Danton’s death was not a bright omen for his one-time American ally. Paine hurriedly revised the book he’d handed over on his arrest, trying to satisfy two masters. As the guillotine loomed, he hoped to create the work for which he’d be remembered by history, and simultaneously, he attempted to write something that might win Robespierre’s favor and clemency. Friends arranged for the revisions to be smuggled out of prison and, even with Paine convicted of sedition, London publishers released his last book in the second month of 1794.
The Age of Reason was a striking departure from everything else Paine had written, and would have a major effect on his place in history; it would cauterize his reputation for the next two hundred years. Beginning as an attempt to analyze spirituality from an Enlightened point of view, Age segued into an out-and-out attack on organized religion, most notably Christianity (though Judaism and Islam were not left unscathed). Paine saw history as proving that, instead of helping ordinary people, religion always ended up promoting inequalities of wealth and power, and argued that all established faiths, in order to attract and keep adherents, pretended to be infallible, with intolerance and persecution the inevitable result. He called the Bible “the world’s worst-read best-seller … a history of wickedness that has served to corrupt and brutalize mankind,” but remarked that Jesus Christ “was a virtuous and amiable man.”
All over again, The Age of Reason became the biggest bestseller of the 18th C. In the United States, seventeen editions were printed (one selling over 100,000 copies in 1797 alone). Even with His Majesty’s government persecuting any bookseller caught distributing it, Age became an immense underground sensation in England.
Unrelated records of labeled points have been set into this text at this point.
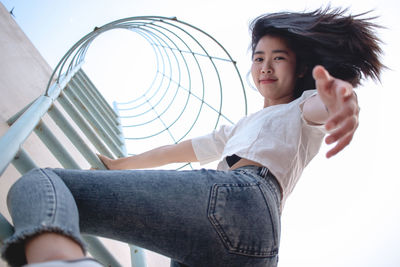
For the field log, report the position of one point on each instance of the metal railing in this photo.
(30, 120)
(180, 56)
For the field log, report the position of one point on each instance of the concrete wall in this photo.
(24, 75)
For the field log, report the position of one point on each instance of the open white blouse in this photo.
(278, 137)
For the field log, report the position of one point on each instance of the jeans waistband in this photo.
(265, 173)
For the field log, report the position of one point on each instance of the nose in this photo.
(266, 68)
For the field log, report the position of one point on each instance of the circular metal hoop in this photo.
(196, 85)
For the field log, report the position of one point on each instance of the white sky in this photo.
(345, 210)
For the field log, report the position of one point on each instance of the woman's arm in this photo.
(336, 106)
(181, 152)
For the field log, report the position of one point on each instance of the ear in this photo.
(302, 71)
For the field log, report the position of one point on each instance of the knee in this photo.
(24, 184)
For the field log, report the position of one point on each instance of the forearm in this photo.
(182, 152)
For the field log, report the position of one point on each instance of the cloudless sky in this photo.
(345, 210)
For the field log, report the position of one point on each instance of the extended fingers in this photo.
(322, 78)
(349, 111)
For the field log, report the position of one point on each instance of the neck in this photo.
(272, 102)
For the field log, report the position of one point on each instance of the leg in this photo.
(52, 246)
(164, 211)
(178, 213)
(43, 210)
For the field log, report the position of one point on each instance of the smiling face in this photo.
(274, 70)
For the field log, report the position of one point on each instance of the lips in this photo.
(267, 80)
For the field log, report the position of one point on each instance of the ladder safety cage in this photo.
(191, 65)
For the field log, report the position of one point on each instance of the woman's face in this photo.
(274, 70)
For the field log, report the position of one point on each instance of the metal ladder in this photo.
(97, 121)
(183, 59)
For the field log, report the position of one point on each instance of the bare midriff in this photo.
(245, 162)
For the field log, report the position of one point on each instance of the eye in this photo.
(279, 58)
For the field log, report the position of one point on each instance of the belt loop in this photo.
(263, 172)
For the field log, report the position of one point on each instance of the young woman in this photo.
(224, 217)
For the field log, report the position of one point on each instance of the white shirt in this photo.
(278, 137)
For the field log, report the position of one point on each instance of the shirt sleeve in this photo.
(209, 147)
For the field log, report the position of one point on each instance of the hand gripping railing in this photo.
(190, 65)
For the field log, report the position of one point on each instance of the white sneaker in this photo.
(71, 263)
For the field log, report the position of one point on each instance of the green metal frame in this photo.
(174, 44)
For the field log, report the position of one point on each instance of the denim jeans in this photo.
(197, 218)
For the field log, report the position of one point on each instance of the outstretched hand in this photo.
(342, 106)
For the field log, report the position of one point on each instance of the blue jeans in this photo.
(197, 218)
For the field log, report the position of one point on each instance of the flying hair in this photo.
(346, 45)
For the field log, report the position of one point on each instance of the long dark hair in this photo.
(347, 46)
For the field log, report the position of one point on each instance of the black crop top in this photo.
(231, 160)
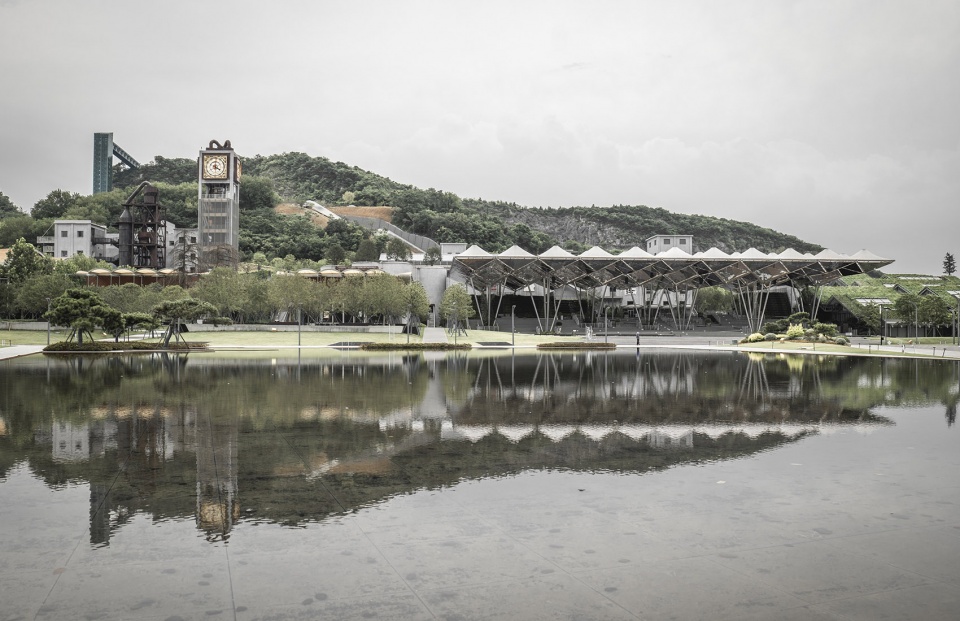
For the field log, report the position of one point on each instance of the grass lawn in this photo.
(30, 337)
(826, 348)
(315, 339)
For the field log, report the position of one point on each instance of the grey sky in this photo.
(835, 121)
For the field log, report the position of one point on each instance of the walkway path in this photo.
(435, 335)
(19, 350)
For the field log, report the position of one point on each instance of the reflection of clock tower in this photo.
(218, 207)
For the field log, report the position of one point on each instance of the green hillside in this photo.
(442, 216)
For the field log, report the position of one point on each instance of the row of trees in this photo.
(920, 311)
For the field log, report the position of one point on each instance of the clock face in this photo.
(215, 167)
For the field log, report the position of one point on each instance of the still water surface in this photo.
(347, 485)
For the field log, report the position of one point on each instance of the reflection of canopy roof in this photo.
(518, 268)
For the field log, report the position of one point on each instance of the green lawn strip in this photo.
(825, 348)
(31, 337)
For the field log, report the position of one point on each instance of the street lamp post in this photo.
(882, 325)
(606, 314)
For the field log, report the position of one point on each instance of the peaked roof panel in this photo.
(515, 252)
(595, 253)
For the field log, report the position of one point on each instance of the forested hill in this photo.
(445, 217)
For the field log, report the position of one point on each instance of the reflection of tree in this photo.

Understanding that popularity is remarkably difficult today. In terms of its ideas (if not its uniquely Paineist vitriol), much of Age was in fact fairly mainstream with the Enlighteneds, and its critique of religion would’ve been considered mildly controversial at most. John Adams, for example, said the Bible was filled with “whole cartloads of trumpery,” while the speller used by children first learning to read in colonial Massachusetts, The New England Primer, had a frontispiece of the Pope being struck with darts. As the centuries passed, however, The Age of Reason’s controversy would intensify, with a startling impact on its author’s reputation. Though he stated repeatedly in its pages that “I believe in one God, and no more, and I hope for happiness beyond this life,” and discussed his own Deist beliefs (a popular ideology of the Enlighteneds, shared by Jefferson, Franklin and Voltaire), many readers over the years would interpret the book’s message as a promotion of atheism. This misreading would ultimately overshadow all of Paine’s other historic achievements.
On June 10, 1794, France’s National Assembly passed the Law of the 22nd Prairial, granting the Tribunal criminel-révolutionnaire absolute power and allowing its judges two verdicts: acquittal or death. For the next forty-seven days, nearly thirty Frenchmen would be guillotined every twenty-four hours, with 161 executed in one night of frenzy.
That same month, Paine became deathly ill with typhus. His temperature spiked, and he could not retain consciousness for more than a few minutes at a time. His Belgian cellmates (also foreigners caught up in France’s civil disorder) tried to do what they could to keep him comfortable.
On July 24th, Public Prosecutor Antoine-Quentin Fouquier-Tinville presented to the governing committees the lists of the accused, the executed, and those who would be executed on the next day. Paine’s name appeared on this final list.
That morning a prison employee walked through the halls of the Luxembourg, chalking a mark on each door of the condemned. On Paine’s, he scrawled a ‘4’ to indicate that all four cellmates were to be guillotined. The Belgians, however, had gotten permission to leave the door open to let in some breeze to relieve Paine’s suffering. The trusty dutifully marked the inside frame of the door.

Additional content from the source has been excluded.